Que des robots et des humains, chacun effectuant son travail indépendamment, partagent le même espace constitue une évolution très significative, et qui commence tout juste à être mise en pratique dans les usines. Il y a mieux. L’objectif est de faire collaborer vraiment l’homme et le robot en leur faisant partager une tâche. C’est une idée géniale ! À quoi bon s’escrimer à rendre un robot « intelligent » pour remplacer l’homme ? Créez donc un couple homme-robot en laissant chacun faire ce qu’il fait le mieux. À l’homme, l’intelligence et l’adaptabilité ; au robot, la capacité d’effectuer inlassablement et de façon parfaitement stupide, les mêmes gestes sans jamais dévier de la consigne.
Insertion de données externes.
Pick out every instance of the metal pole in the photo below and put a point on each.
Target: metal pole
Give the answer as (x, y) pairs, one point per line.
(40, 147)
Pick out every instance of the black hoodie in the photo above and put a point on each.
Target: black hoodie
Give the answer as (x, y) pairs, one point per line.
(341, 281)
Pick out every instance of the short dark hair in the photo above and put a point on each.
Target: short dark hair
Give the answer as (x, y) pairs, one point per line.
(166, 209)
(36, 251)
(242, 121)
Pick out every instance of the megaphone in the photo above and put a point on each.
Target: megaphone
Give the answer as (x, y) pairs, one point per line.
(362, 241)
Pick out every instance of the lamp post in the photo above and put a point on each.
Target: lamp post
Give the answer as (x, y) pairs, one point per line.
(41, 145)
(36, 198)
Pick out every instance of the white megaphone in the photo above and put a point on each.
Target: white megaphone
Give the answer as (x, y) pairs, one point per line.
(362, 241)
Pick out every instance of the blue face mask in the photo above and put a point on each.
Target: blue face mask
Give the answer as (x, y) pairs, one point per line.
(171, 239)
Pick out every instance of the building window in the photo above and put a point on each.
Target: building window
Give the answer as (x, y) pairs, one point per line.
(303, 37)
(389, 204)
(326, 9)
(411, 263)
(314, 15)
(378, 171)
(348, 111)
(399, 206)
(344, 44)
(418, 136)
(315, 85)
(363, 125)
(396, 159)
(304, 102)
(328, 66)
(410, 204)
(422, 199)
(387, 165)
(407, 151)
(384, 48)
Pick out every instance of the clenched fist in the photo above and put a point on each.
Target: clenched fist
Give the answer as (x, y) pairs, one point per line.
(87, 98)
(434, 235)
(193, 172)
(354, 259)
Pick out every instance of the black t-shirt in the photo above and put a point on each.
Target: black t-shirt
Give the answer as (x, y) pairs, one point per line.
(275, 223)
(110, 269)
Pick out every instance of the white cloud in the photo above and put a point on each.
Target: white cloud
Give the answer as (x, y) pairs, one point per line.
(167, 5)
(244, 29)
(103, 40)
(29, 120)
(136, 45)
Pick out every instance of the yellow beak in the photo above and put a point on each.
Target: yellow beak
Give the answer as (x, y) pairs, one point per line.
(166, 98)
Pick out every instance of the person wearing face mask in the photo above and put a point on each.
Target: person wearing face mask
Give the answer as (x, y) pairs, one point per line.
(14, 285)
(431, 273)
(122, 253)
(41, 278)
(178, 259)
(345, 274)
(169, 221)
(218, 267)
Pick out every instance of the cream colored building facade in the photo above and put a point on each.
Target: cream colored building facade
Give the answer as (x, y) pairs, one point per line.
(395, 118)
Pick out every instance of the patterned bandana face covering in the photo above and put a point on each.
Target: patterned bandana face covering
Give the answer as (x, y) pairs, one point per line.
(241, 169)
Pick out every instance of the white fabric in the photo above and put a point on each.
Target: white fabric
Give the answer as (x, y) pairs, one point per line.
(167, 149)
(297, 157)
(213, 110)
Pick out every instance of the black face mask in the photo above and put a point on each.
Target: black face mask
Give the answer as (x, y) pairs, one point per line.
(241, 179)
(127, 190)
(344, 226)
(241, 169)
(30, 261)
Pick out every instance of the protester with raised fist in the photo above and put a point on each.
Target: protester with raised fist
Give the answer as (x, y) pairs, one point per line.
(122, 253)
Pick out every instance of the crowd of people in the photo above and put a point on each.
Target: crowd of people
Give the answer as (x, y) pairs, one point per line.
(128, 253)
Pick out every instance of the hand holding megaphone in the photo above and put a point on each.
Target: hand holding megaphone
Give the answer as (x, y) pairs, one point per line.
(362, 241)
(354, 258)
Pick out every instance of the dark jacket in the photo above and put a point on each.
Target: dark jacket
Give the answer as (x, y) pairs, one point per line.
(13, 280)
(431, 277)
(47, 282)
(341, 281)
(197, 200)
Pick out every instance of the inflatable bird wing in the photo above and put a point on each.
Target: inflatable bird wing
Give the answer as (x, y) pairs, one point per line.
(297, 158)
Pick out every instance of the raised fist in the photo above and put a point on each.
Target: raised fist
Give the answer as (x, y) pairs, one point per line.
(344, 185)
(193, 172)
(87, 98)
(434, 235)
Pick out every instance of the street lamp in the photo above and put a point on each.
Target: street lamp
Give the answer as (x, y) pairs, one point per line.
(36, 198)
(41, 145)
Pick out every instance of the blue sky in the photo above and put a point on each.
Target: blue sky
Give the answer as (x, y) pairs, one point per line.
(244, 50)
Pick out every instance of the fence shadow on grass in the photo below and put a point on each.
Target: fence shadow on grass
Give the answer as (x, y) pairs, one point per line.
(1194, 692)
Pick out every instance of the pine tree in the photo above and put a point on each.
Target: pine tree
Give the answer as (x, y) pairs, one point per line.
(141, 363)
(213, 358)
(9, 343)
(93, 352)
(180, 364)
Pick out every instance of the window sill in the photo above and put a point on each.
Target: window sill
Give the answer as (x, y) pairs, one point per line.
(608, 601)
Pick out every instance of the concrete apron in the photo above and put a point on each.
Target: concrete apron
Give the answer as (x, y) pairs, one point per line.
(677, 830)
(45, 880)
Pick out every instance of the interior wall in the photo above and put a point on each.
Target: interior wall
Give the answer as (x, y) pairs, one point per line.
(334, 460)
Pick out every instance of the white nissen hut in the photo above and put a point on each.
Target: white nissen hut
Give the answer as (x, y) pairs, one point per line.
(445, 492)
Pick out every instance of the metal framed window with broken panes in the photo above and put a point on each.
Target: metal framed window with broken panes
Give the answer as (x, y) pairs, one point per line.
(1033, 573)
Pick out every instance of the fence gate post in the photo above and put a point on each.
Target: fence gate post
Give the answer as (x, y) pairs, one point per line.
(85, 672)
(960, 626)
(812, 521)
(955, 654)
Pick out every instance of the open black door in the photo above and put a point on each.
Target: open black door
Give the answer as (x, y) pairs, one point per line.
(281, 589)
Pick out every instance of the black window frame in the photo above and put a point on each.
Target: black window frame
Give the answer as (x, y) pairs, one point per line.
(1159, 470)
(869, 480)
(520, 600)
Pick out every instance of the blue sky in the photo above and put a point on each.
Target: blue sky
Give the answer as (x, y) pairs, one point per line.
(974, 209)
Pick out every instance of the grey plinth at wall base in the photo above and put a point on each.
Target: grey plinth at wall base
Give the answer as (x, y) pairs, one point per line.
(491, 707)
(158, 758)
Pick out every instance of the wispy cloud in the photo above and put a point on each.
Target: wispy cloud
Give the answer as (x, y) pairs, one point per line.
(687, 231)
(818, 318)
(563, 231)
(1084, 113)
C’est un couple gagnant. Yvan Measson, fondateur de la start-up Isybot, indique ainsi : « Le robot peut, par exemple, présenter une pièce à un opérateur qui effectuera un contrôle de perçage ou une autre opération. On a pu montrer que dans une telle organisation, la productivité peut être multipliée par un facteur quatre. » C’est un début. Mille autres schémas de collaboration peuvent ainsi être inventés. C’est précisément le but d’Isybot, qui a mis au point ses propres cobots, et entend bien fournir l’accompagnement méthodologique pour mettre en place ce type de schéma réellement collaboratif. Ici, presque tout est encore à inventer. Il y a une autre façon, plus classique, de faire collaborer l’homme et le robot : l’« assistance au geste ». Elle s’appuie non pas sur des robots au sens traditionnel, mais sur des manipulateurs évolués qui procurent à l’homme une réelle assistance à l’effort. Cette fois, ce que le spécialiste français RB3D nomme un peu abusivement « cobot » (ce n’est pas vraiment un robot), apporte ses « muscles », l’homme son intelligence et son savoir-faire. Exemples, déjà en oeuvre dans l’industrie : le parachèvement de pièces en fonderie ou le rechapage de pneus. L’ouvrier exerce une force minime en déplaçant le manipulateur qui décuple son effort de façon à ce qu’il effectue sans peine le travail demandé. robot remplace l'homme

L’étape ultime de ces costauds cobots est le fameux exosquelette, orthèse mécatronique qui transforme l’homme en une sorte d’Iron Man aux capacités physiques décuplées. Depuis quelque temps déjà, le même RB3D a développé son exosquelette, judicieusement appelé Hercule. Il permet de soulever une charge de 40 kg en ne fournissant que l’effort équivalent à une charge de 4 kg. Grande nouvelle, Hercule après de nombreux CDD sous forme d’applications pilote vient de décrocher son premier CDI dans l’industrie. Après l’avoir qualifié en 2016, l’entreprise de travaux publics Colas s’est équipée d’un premier exosquelette et doit se doter d’une cinquantaine de machines. Application, le « tirage au râteau », autrement dit l’étalement du bitume sur la chaussée, travail qui nécessite un très gros effort de la part de l’ouvrier. Point P, de son côté, devrait également s’équiper d’exosquelettes de RB3D pour la manutention de charges lourdes qui ne peuvent être déplacées à l’aide d’un chariot élévateur. Aujourd’hui la recherche, comme c’est le cas au CEA List, s’intéresse de près aux cobots et de façon très pragmatique. Il s’agit avant tout d’améliorer à la fois leurs performances et leur sécurité : « Le but est, notamment en les dotant de davantage de capteurs, d’arriver à augmenter leur vitesse de travail sans que leur dangerosité ne croisse. Cette augmentation de vitesse est indispensable car il ne faut pas qu’une machine pénalise le travail de l’ouvrier à cause de sa lenteur, sinon elle ne sera jamais acceptée », explique Yann Perrot, responsable de la robotique au CEA List. Côté exosquelette, l’enjeu est du même acabit. Il s’agit cette fois encore de rendre l’outil plus acceptable par l’utilisateur, cette fois en visant une réduction de sa masse. Autre piste pour les cobots : la mobilité. Le but de ces robots montés sur des chariots est de travailler sur des pièces de grandes dimensions grâce à leur faculté de déplacement. Airbus a déjà testé de telles machines.

Les robots humanoïdes

 

L’exosquelette Hercule de RB3D, permet de soulever 40 kg en ne fournissant qu’un effort de 4 kg.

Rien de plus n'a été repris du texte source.